D.A. Has Diverse Team of Prosecutors

In a parish that is only 51 percent white in registered voters, East Baton Rouge Parish District Attorney Hillar Moore thinks it is essential that all segments of the community be represented in the DA’s office.  It’s essential to build trust, he told the Ronald Reagan Newsmaker Luncheon meeting at Café Américain.
“Nationally, only four percent of attorneys are black, and only one percent of prosecutors are black,” he said. That can create a divide in the community, he said, which is why things are very different in the East Baton Rouge Parish District Attorney’s office.
The DA’s office is actually the largest law firm in the city with more than 160 employees.  Of these, there are 60 assistant district attorneys, who are organized into 10 sections.  Of Hillar Moore’s 10 section chiefs, five are black, he said. “They were chosen because of their ability, character, and reputation,” he said.
District Attorney Moore has himself held virtually every position on the DA’s staff, starting as an investigator in the 1970’s.  He earned a bachelor’s degree in criminal justice  from LSU and earned a law degree from Southern University. He has been in the criminal justice field for more than 40 years.
He has served as president of the Louisiana District Attorney’s Association. To the surprise of many, he is a Democrat, although he says party really plays no role in his work as District Attorney.
When the Alton Sterling case arose last year, Moore recused himself because he had some connection to the family of one of the officers involved.
However, he and his office will be very much involved if there are protests or violence when the U.S. Justice Department announces what it will do in the Alton Sterling case.        The District Attorney and his office have worked with other agencies to reform the procedure to be followed when officer-involved shootings occur in East Baton Rouge Parish.
Now when the Baton Rouge City Police or East Baton Rouge Sheriff’s office experience an officer-involved shooting, the investigation is handled by State Police, rather than the agency directly involved in the case. He said reports and videos in such cases will also be made public.

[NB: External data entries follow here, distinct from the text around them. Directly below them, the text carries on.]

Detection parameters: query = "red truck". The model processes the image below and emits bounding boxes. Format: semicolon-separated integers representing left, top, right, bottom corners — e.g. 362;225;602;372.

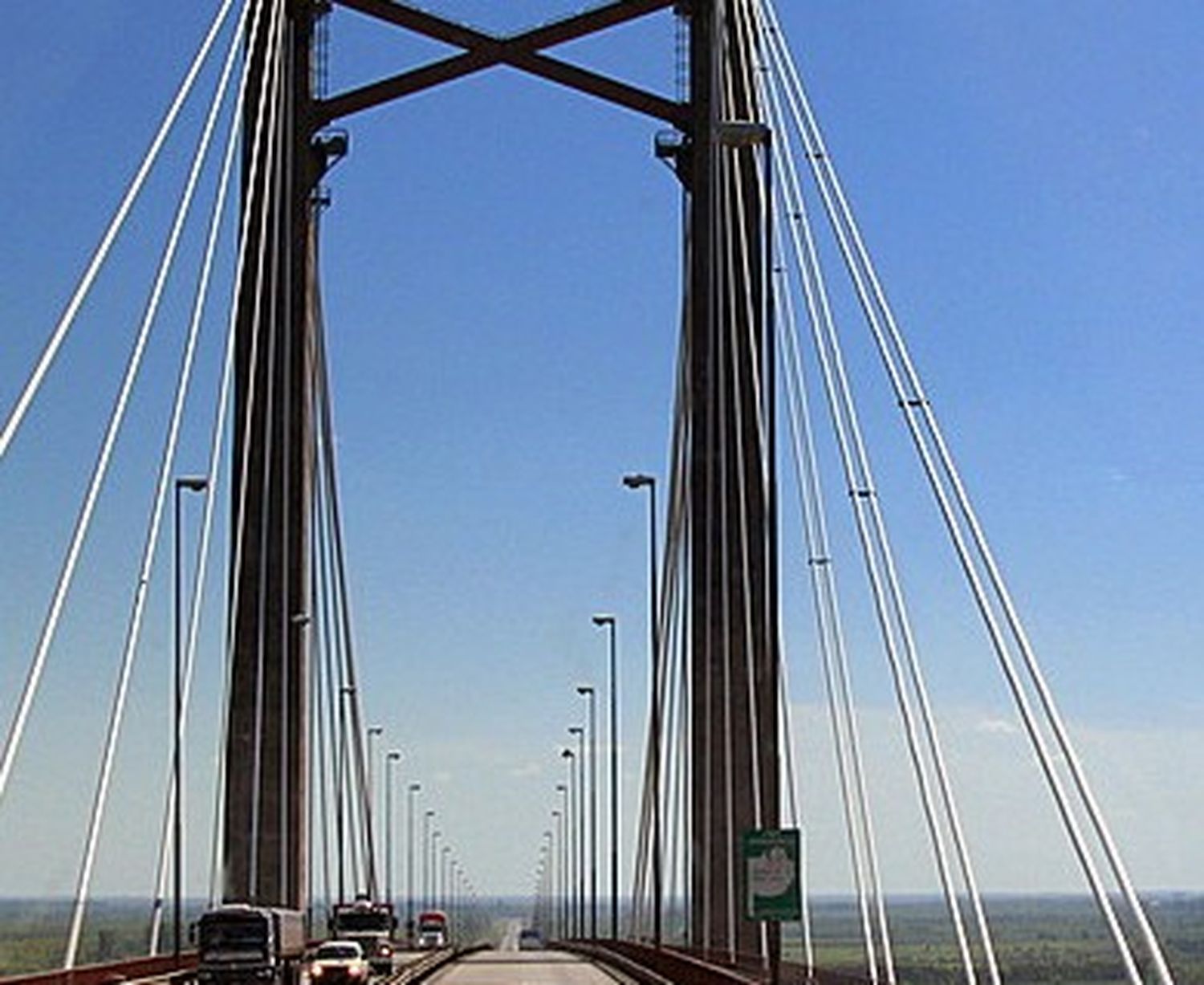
418;910;449;949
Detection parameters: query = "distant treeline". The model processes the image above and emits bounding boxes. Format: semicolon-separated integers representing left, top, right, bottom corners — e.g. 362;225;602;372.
0;893;1204;985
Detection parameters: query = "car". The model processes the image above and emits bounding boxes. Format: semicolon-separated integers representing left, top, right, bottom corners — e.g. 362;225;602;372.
519;927;543;951
310;941;372;985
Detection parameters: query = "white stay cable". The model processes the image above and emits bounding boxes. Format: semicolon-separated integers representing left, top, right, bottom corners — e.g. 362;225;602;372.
209;0;283;905
57;0;248;968
0;0;239;814
0;0;239;838
761;26;975;983
779;239;893;985
780;11;1174;985
771;3;1172;985
149;0;262;955
246;2;287;886
0;0;234;465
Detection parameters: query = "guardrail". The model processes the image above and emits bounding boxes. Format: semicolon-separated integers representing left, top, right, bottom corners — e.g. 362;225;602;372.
551;941;871;985
393;944;489;985
554;941;759;985
0;951;197;985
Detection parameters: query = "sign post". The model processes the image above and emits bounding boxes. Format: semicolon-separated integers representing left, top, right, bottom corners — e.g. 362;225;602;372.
741;828;803;983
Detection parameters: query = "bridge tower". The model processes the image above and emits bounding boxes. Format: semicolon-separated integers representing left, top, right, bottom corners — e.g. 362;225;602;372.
223;0;319;910
224;0;779;955
679;0;780;961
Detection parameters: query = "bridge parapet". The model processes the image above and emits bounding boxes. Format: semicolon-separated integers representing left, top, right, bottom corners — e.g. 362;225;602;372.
554;941;869;985
0;951;197;985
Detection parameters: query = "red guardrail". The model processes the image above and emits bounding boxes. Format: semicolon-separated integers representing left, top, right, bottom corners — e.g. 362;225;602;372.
0;953;197;985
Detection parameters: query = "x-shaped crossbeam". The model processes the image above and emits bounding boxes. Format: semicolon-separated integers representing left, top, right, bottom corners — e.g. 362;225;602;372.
315;0;689;132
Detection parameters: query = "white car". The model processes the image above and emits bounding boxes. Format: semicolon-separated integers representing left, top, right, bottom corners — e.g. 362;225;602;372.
310;941;372;985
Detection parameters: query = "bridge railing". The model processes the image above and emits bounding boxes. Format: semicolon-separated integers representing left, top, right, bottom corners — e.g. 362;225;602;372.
0;951;197;985
555;941;869;985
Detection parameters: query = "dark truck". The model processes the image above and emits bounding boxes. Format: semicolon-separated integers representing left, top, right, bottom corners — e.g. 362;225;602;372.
195;903;306;985
330;897;397;975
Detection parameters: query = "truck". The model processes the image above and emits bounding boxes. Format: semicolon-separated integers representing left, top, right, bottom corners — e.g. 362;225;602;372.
194;903;306;985
418;910;448;949
329;896;397;973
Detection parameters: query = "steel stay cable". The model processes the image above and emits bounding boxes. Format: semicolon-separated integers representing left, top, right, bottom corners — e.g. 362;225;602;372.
306;242;339;920
767;53;895;985
766;25;974;983
206;0;281;905
771;17;999;985
782;242;893;985
771;9;1173;985
64;3;249;968
320;224;377;898
315;301;360;902
720;26;768;959
0;0;241;802
0;0;234;465
138;6;254;954
320;287;377;900
761;6;1156;983
775;9;1151;982
240;0;286;886
708;144;737;960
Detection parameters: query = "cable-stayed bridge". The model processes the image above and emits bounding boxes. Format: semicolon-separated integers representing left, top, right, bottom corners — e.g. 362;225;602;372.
0;0;1199;983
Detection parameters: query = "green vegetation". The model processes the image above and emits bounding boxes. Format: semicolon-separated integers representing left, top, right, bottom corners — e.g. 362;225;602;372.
784;895;1204;985
0;900;195;975
0;895;1204;985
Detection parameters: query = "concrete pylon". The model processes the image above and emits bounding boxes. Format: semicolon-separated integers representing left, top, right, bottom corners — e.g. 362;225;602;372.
223;0;317;910
679;0;780;963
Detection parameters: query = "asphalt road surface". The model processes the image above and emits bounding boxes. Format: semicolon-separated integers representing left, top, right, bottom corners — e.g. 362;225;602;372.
429;950;619;985
429;922;620;985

Moore said many of the homicides in East Baton Rouge Parish involve domestic violence, and that is difficult to prevent. On the other hand, gang violence can be controlled. The BRAVE task force is attacking that problem, and the District Attorney’s office is playing a major role in that initiative, he said.
One of the ways BRAVE can help is identifying sources of violence before they happen. “Kids let you know if they have a beef with someone. We can go to both parties and calm things down before it turns violent,” he said.
The backbone of law enforcement in the City of Baton Rouge is uniform patrol, he said.  Mayor-President Sharon Weston Broome has asked Baton Rouge Police Chief Carl D’Abadie to resign but he has so far refused.  Under Civil Service rules, he can only be removed from office for cause.  “I’ve expressed my opinion that Chief D’Abadie is doing a great job,” Moore said.
With regard to the Alton Sterling case, Moore said, “When the decision comes down, law enforcement will be prepared.  We have guidelines on how everyone will act.”
“We welcome peaceful protest.  However, those who come from out of town with guns or who try to burn down buildings or block the Interstate or commit violence against the police or our citizens, that will not be permitted,” he said.
Ironically, during protests, the favorite weapon of choice is not guns but bottled water.  When thrown, they can injure or even kill someone, he said.
Moore said he was disappointed that President Trump asked for the resignation of U.S. Attorney Walt Green, who was appointed by President Obama.  Moore said Green is not a partisan but an objective law enforcement professional.  The new acting U.S. Attorney is Corey Amundson.
When told the District Attorney’s office is one of the most powerful positions in government because of its ability to have people charged with a crime, Hillar Moore agreed.
“That’s why it’s so important that a District Attorney hold that power close and only use it when necessary,” he said.